For a long time I thought Browning’s ‘A Grammarian’s Funeral’ (1855) was called ‘The Grammarian’s Funeral’. This is despite reading it repeatedly, and thinking about it a lot. Sloppy of me, really; except that there’s something in the poem that makes me think of its subject, its dead scholar, not as just another pedantic grammarian but as the epitome of all pedantic grammarians. The real deal.

The poem is a eulogy, written in lines that alternate long and short, sung or chanted by the disciples or students of the titular figure. He has died, and they are carrying his body up the mountain to bury it, or perhaps to immolate it on a pyre, or leave it there for the raptors to devour as Zoroastrians do. The subject of their funeral song devoted his life to scholarship and, arguably, to trivia. The most famous line in the whole lengthy piece is, I suppose, the judgment that, in life, the grammarian was ‘dead from the waist down’. No red-blooded, sexually active male he. He lived only for his scholarship. He has mastered ‘the book, to its last page’, supremely learned, ‘yea, but we found him bald too, eyes like lead.’ The life of the mind only, the body and all physicality atrophied.

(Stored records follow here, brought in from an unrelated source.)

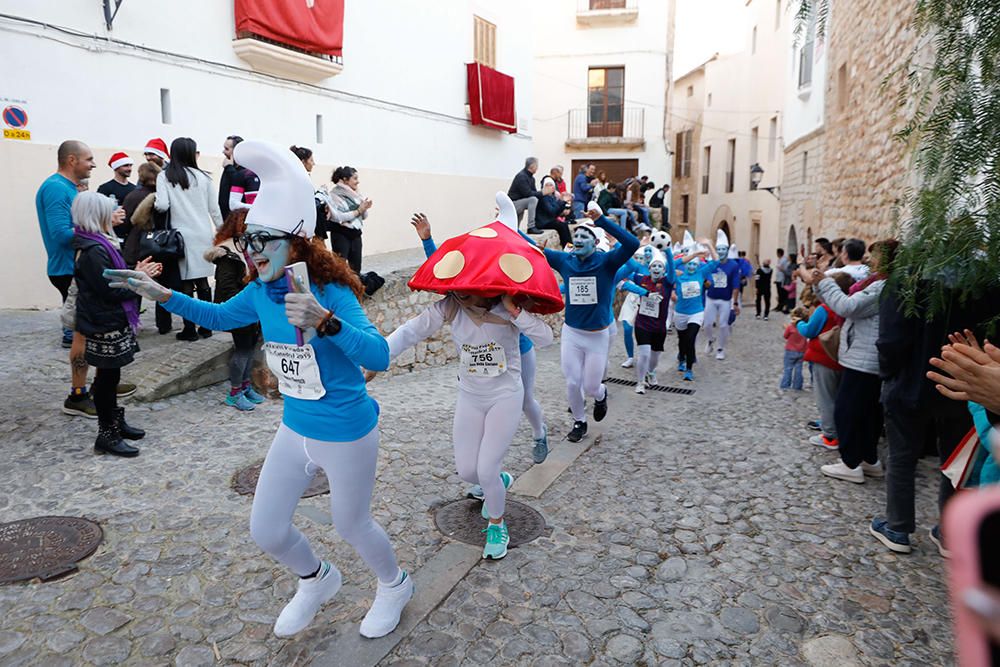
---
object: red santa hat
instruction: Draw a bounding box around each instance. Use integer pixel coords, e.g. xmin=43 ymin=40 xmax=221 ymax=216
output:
xmin=142 ymin=137 xmax=170 ymax=160
xmin=108 ymin=151 xmax=135 ymax=169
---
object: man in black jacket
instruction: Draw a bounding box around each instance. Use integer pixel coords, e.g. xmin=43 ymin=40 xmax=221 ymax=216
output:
xmin=507 ymin=157 xmax=542 ymax=233
xmin=869 ymin=287 xmax=1000 ymax=554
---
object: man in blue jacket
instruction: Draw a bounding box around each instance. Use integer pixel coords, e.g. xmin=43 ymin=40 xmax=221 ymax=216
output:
xmin=35 ymin=140 xmax=97 ymax=419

It is hard to see this as a life well lived — lacking the balance of mens sana in corpore sano — and critical interpretations of the poem have debated back and forth whether Browning is celebrating the grammarian’s life, or satirising it, mocking it, poking fun.

This scholar is revered by his students because he mastered scholarship — he settled all the grammatical questions: ‘settled Hoti’s business’, ‘properly based Oun/Gave us the doctrine of the enclitic De.’ ‘Doctrine’ is a small joke, I suppose: doctrine makes us think of religious truth, where these tiny grammatical specifics have nothing of the importance, the transcendence or grandeur of divine revelation about them. Then again, a pedant, or grammarian might, say: doctrina actually means “teaching, instruction, learning, knowledge” (from doctor in the sense of “a teacher” — docere “to teach” — the sense in which I, holding a scholarly PhD, am a doctor, though not one you’d call upon to mend a broken bone, or ring-my-friend-I-said-you’d-call). But if this grammarian had mastered his dusty discipline, then why didn’t he stop? Well, as Frank Kermode says: ‘when Browning’s grammarian, grown old and bald and sick, was urged to get out of his cell and see a bit of life before he died, he replied that he still had work to do: “Grant I have mastered learning’s crabbed text,/Still there’s the comment.”’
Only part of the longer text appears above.